僕の帰る家でもある孤児院を運営する教会のシスター・アンゲルスに連れられ、共にフォルトゥナまで日用品の買い出しに来ていたところだった。たくさんの荷物を抱えている僕の隣を歩く彼女は、いつも通り天使のような笑みを浮かべている。
「少し、歩き疲れてしまいましたね。休憩がてら、『叢雲庵』にでも寄りましょうか」
そう言うと、シスター・アンゲルスはにっこりと笑って、「他の子達には内緒ですよ」と人差し指を唇の前にそっとあてた。
目的のものを買い終えてからはあてずっぽうに歩いていただけなのだが、彼女の言う『叢雲庵』は案外すぐに見つかった。
随分と落ち着いた雰囲気のオープンカフェで、白い庇が大きく舗道に向かってせり出している。庇の下の日溜まりの中にテラス席が並び、何組かの客が小さな丸テーブルを囲んで談笑しているのが見えた。
彼女の優しい気遣いの塊のような提案に、僕は頷く。その『叢雲庵』という店へ入り、駆け寄ってきたウェイトレスに案内された席に付いた。

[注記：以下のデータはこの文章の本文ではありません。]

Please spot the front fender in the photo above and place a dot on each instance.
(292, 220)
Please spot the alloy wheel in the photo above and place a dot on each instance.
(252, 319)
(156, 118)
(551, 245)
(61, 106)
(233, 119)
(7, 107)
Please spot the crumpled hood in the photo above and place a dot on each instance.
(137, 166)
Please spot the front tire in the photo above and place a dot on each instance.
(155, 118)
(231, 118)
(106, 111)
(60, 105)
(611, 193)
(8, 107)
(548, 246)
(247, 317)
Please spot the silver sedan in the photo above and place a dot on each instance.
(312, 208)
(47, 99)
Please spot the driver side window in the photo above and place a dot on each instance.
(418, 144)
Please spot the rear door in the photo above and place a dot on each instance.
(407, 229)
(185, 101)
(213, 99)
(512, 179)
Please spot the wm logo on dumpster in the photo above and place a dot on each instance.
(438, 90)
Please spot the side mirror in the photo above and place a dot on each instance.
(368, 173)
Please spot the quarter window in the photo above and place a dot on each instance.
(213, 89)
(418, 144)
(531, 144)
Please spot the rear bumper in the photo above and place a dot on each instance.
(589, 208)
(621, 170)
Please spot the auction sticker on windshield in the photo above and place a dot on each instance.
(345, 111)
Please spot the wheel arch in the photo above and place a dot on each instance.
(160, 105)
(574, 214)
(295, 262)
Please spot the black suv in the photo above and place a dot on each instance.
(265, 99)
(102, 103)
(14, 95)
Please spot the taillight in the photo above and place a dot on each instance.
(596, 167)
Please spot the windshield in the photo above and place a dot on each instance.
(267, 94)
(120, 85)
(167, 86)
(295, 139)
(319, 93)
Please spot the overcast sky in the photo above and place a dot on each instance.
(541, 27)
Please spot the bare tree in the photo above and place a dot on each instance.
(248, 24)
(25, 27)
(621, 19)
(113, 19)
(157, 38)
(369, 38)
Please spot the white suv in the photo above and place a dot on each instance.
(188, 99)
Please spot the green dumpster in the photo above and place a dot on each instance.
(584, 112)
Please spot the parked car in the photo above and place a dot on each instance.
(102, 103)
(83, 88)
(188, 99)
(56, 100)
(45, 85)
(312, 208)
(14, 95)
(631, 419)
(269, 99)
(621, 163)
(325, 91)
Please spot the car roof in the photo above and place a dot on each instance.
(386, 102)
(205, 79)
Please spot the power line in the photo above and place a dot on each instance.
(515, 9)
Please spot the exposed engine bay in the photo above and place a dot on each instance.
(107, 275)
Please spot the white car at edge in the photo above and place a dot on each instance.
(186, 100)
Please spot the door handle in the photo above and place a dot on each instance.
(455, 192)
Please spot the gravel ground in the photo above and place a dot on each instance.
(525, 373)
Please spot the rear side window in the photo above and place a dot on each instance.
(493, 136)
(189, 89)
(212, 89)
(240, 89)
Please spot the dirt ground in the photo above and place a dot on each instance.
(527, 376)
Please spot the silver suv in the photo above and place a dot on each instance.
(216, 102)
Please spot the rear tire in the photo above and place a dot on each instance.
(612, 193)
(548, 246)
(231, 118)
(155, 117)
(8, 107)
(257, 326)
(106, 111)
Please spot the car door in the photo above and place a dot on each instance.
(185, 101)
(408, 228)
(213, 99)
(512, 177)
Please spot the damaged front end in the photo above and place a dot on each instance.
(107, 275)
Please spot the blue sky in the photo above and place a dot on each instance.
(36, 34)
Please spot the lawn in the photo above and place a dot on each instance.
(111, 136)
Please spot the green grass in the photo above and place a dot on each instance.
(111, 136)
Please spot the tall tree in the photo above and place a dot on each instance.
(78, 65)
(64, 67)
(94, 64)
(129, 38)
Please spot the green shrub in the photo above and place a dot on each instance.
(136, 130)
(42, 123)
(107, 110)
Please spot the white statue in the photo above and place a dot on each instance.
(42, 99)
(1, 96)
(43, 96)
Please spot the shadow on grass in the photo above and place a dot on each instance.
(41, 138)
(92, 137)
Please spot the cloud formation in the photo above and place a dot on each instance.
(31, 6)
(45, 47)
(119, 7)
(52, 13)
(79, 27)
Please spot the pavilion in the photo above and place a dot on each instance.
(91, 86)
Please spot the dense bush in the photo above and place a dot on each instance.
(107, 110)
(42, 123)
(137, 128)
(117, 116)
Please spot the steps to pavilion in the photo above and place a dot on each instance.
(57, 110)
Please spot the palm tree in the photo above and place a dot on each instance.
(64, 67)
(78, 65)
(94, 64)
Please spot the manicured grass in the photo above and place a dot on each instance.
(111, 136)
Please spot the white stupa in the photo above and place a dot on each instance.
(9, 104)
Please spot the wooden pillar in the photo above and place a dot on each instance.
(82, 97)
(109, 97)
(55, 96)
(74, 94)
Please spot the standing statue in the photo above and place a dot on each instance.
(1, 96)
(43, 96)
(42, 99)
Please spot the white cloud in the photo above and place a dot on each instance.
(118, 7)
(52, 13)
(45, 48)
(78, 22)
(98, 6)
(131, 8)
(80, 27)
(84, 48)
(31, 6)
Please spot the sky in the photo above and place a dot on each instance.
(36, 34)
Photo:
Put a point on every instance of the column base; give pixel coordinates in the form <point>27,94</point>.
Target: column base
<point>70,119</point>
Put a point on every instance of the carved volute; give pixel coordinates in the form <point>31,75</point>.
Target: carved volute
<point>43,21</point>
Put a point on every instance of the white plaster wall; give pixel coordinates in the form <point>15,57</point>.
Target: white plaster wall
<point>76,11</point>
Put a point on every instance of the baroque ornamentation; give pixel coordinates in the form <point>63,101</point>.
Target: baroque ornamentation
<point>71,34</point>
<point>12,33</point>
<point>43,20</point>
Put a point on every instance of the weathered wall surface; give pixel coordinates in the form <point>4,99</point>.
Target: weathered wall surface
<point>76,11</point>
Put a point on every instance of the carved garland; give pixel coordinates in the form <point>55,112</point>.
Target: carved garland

店内には、会話を邪魔しない程度に、ゆったりとした小さな音楽が流されている。穏やかな女の声と、爽やかな男の声とが混ざり合い、そこに、客達の華々しい話し声や皿の音、グラスを重ね合わせる音などが水のように溶けこむ。
「わたし、甘いものが少し苦手なんです。コロクルムも、あまり好んで食べないでしょう? このお店は素材本来の甘味を生かしたものが多いと、知人に勧めてもらって以来、すっかり虜になってしまって……」
___素材本来の味、か。
確かに砂糖特有のあの甘味は好きになれる気はしないが、自然な甘さなら僕も大丈夫かもしれない。おそらくシスター・アンゲルスは僕が甘いものが苦手なことを覚えていてこの店に入ったのだろう。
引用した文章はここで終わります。